My first thought was that this could not be true. But it was written by a respected reporter, and since it appeared, no writ has been served, no denial issued. So it would appear that one of the most successful captains in county history is in danger of being fired - for the very thing that makes him a good captain.

The debt Warwickshire owe Dermot Reeve is like the debt Margaret Thatcher owed Rupert Murdoch - hard to pin down, but enormous. When Reeve left Sussex and sauntered into Edgbaston in 1988, the county had won one trophy in 15 years - the Sunday League, in 1988. Within 18 months of his arrival, they had added the NatWest, and Reeve had become the first player to be man of the match for two different counties in the September final.

When he took over as captain, in 1993, they won the NatWest again, making 322 to beat Sussex in the greatest of all one-day finals. People remember the last ball, when two were needed and Roger Twose was facing for the first time. But the previous five balls were thumped and squirted for four, two, two, four and one by Reeve to finish 81 not out. As Playfair Cricket Annual, not usually an excitable voice, put it: "Perhaps only Dermot Reeve could have visualised a classic encounter after his bowlers had been ravaged for the highest total in any Lord's final."

The Warwickshire badge shows a bear and ragged staff, and the staff Reeve inherited was ragged - plenty of talent, but more odd-job men than stars. If a game needed to be taken by the scruff of the neck, they tended to leave the job to Allan Donald or Tom Moody. But that 1993 victory was achieved without an overseas player, and it convinced the others that anything was possible. From 16th in the Championship that year, they went straight to the top, and for good measure they won the Benson and Hedges Cup and the Sunday League, and reached the NatWest final.

People muttered about flashes and pans, but now Warwickshire are in contention for another three trophies. Naturally, the credit has to be shared. Bob Woolmer was a visionary manager - so much so that some members of the committee were probably relieved to see him go. His successor, Phil Neale, has given an object lesson in how to follow a hard act. The chief executive, Dennis Amiss, gets high marks for appointing both men, and letting them get on with it. The vice-captain, Tim Munton, led the team in one more Championship game than Reeve last year, with even greater success. And Brian Lara galvanised the whole club.

The captain, however, remains the pivotal figure. And whether or not Reeve is fit to take the field, his personality -restless, jaunty, forever improvising - is stamped on his team like a sponsor's logo.

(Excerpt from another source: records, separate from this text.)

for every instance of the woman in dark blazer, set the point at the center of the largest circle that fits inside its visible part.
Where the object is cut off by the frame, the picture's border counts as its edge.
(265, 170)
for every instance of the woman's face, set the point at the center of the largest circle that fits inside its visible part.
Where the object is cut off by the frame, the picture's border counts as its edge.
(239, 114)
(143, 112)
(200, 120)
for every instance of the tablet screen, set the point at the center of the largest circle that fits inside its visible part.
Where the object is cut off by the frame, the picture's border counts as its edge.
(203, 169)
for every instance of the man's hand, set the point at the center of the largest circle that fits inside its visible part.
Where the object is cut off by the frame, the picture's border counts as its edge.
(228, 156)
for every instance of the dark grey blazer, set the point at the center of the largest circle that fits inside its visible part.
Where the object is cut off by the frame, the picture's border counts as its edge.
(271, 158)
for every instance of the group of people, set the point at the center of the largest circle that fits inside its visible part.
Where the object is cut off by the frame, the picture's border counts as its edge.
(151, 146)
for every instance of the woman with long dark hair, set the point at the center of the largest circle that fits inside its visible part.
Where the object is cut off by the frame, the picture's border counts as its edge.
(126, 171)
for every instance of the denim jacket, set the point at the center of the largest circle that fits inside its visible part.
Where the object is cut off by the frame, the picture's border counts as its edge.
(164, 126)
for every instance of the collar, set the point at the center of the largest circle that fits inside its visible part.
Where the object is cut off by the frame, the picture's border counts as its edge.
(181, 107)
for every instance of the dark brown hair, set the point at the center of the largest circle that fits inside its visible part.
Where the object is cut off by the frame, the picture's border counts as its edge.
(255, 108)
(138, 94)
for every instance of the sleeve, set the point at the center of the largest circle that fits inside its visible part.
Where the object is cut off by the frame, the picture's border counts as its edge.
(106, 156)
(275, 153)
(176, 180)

He is outstanding in three departments of captaincy. He has the knack of motivating others, and promoting teamwork without losing individuality. He leads by example, with vital runs, timely wickets, and fearless close fielding - last year, he took enough catches in eight appearances to be Warwickshire's leading fielder in the Championship.

He is scientific about preparation. With Woolmer, he insisted that all his players work on the sweep and the reverse sweep, because they make one-day fields much harder to set. The results tore up the rule that states that spinners are economical in the one-day game. In 1993 Warwickshire scored about 3.5 runs per over of spin; in 1994, 4.85. If you are wondering who worked out this obscure stat, it was Reeve himself.

His ability to get up the opposition's nose has been known to extend to his team-mates. On his last England tour, the disastrous one to India and Sri Lanka in 1993, Reeve went everywhere with a camcorder, and so irritated one senior player that he is said to have come close to using the camera to rearrange its owner's face.

The irony is that Reeve is the kind of player committees usually like, the one who makes maximum use of limited talent. The reason the burghers of Edgbaston apparently can't see this is that what lifts Reeve out of the ordinary is his imagination, a quality which some in county cricket regard as a vice.

For all his cockiness, Reeve is capable of humility. When Warwickshire won the Championship, he stood aside to let Munton lift the pennant. When The Cricketer asked him recently what his ambition was, he said simply, to be picked for the 1996 World Cup. He fully deserves it. He played his part in the team that reached the final in 1992, and he remains one of the top five one-day players in the country all of whom should be on a flight to South Africa at Christmas to refresh a weary England.

If people in positions of power at Warwickshire do not think he has done enough to retain the captaincy, it is clear what they should do. Resign, and take their ovine thinking out of cricket.